Saltar para: Post [1], Pesquisa e Arquivos [2]

Forte Apache

O mal (5) Memória de 56

Luís Naves, 01.05.13

5

Enfim, como explicar os ataques políticos no Parlamento Europeu e as críticas da comissão (que não retira o procedimento por défice excessivo e ameaça cortes nos fundos)? Budapeste insiste na ideia de que pisou muitos calos na alta finança e agora paga por isso. É quase credível. Entretanto, vai fazendo o seu caminho a ideia de que os pequenos países europeus têm de se portar bem. E esta opinião, que cresce, já faz pensar de outra maneira.

 

Um dos problemas fundamentais do futuro da Europa será a tensão crescente entre pequenos e grandes, os primeiros a terem de cumprir escrupulosamente regras que os segundos não precisam de cumprir com o mesmo rigor. Este duplo critério não passa de ilusão destinada ao fracasso. A União Europeia só sobreviverá se respeitar as nações com identidade forte.

 

 

Vendo bem, Orban (um protestante que estudou em Inglaterra) está a tentar criar um sistema político semelhante ao inglês, afastando-se do alemão. Assim, retirar poderes ao Tribunal Constitucional faz algum sentido, como é adequada a nova lei eleitoral (devia ser aplicado algo de semelhante em Portugal) ou a visão de bipolarização política entre esquerda e direita.
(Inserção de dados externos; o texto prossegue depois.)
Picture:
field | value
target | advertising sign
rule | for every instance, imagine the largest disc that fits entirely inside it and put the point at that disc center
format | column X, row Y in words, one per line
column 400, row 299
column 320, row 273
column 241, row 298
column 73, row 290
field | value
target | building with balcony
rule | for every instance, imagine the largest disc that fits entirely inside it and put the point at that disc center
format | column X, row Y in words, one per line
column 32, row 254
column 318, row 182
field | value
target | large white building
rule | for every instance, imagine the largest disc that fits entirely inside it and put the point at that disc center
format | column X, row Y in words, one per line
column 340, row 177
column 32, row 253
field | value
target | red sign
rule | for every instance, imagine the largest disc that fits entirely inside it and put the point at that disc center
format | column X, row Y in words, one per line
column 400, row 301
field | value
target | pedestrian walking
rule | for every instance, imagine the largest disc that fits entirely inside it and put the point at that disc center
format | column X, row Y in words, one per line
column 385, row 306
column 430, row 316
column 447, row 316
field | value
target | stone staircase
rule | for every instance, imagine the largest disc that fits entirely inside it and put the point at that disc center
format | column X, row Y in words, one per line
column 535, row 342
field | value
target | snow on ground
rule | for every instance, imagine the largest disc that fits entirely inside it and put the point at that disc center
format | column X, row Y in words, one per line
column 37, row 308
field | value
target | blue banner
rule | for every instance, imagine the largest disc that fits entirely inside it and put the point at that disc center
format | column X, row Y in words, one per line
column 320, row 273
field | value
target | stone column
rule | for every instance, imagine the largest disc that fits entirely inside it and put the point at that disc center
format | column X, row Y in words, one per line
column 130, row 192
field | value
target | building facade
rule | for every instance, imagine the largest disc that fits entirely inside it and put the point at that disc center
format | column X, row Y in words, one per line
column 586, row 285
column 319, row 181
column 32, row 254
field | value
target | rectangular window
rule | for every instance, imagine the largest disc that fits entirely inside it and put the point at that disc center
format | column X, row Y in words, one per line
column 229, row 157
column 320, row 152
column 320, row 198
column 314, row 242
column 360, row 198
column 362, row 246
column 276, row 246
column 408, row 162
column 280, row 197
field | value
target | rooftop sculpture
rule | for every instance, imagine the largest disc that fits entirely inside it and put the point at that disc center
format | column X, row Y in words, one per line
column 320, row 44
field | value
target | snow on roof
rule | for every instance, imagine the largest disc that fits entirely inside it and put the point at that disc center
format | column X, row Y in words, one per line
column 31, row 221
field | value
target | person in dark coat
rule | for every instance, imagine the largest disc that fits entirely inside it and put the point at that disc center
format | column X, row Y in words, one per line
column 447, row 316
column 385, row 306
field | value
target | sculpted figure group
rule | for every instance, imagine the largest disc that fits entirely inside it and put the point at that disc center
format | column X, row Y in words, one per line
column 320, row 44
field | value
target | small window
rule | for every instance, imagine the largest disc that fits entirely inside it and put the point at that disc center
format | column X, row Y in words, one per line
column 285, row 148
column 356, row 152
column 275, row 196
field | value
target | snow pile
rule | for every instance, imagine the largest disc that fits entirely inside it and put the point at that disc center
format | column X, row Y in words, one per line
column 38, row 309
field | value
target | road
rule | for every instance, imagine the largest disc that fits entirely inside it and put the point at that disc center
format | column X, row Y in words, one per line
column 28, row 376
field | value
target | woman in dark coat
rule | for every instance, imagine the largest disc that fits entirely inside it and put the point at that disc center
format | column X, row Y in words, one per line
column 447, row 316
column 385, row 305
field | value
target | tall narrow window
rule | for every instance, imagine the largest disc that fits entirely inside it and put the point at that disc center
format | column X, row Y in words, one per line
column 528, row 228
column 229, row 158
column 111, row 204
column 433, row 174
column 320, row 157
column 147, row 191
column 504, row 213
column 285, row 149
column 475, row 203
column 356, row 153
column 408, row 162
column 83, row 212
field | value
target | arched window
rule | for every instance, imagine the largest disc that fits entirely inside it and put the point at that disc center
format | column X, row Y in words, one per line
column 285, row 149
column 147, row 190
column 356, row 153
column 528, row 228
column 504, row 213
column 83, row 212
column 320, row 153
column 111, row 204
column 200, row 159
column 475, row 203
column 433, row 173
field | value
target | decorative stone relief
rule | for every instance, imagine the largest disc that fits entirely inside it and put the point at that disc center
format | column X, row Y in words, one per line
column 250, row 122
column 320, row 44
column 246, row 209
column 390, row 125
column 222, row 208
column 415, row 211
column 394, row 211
Na era dourada da História da Hungria, no final do século XIX, o parlamento húngaro, eleito à inglesa, era uma permanente dor de cabeça para o imperador. A crise europeia mudou a UE a ponto de infantilizar os pequenos países, que têm crescente dificuldade em explicar os seus problemas.

 

A concentração de jornais no poder económico dos países mais fortes também não ajuda. Neste caso, temos uma maioria constitucional, que resultou da vontade democrática de um povo, mas cujo efeito não é aceite por governos onde a prática habitual é de coligações muito mais frágeis.

A maior ironia é que o povo húngaro deu provas recentes de bom senso, pois a queda do Muro de Berlim começou na Hungria, no verão de 89, e um dos protagonistas do movimento foi um jovem estudante chamado Viktor Orban.

A memória e as cicatrizes de 56 pesaram fundo num país que sofreu (e cometeu) grandes barbaridades no século XX, mas a Europa mantém uma dívida de gratidão em relação a todos os democratas que arriscaram a prisão, talvez a vida, nos momentos decisivos, na Hungria, na antiga Checoslováquia, na Polónia, e em todos os países onde foi derrubada a tirania comunista. Sem isso, não haveria reunificação alemã e também não haveria reunificação europeia

Orban fez um discurso marcante num desses momentos decisivos, no final dos anos de chumbo. O primeiro-ministro húngaro é um dos democratas que em 1989 ajudaram a mudar o mundo. Por isso, considerar uma vergonha que ele fale amanhã no Estoril corresponde a uma visão muito estreita da história.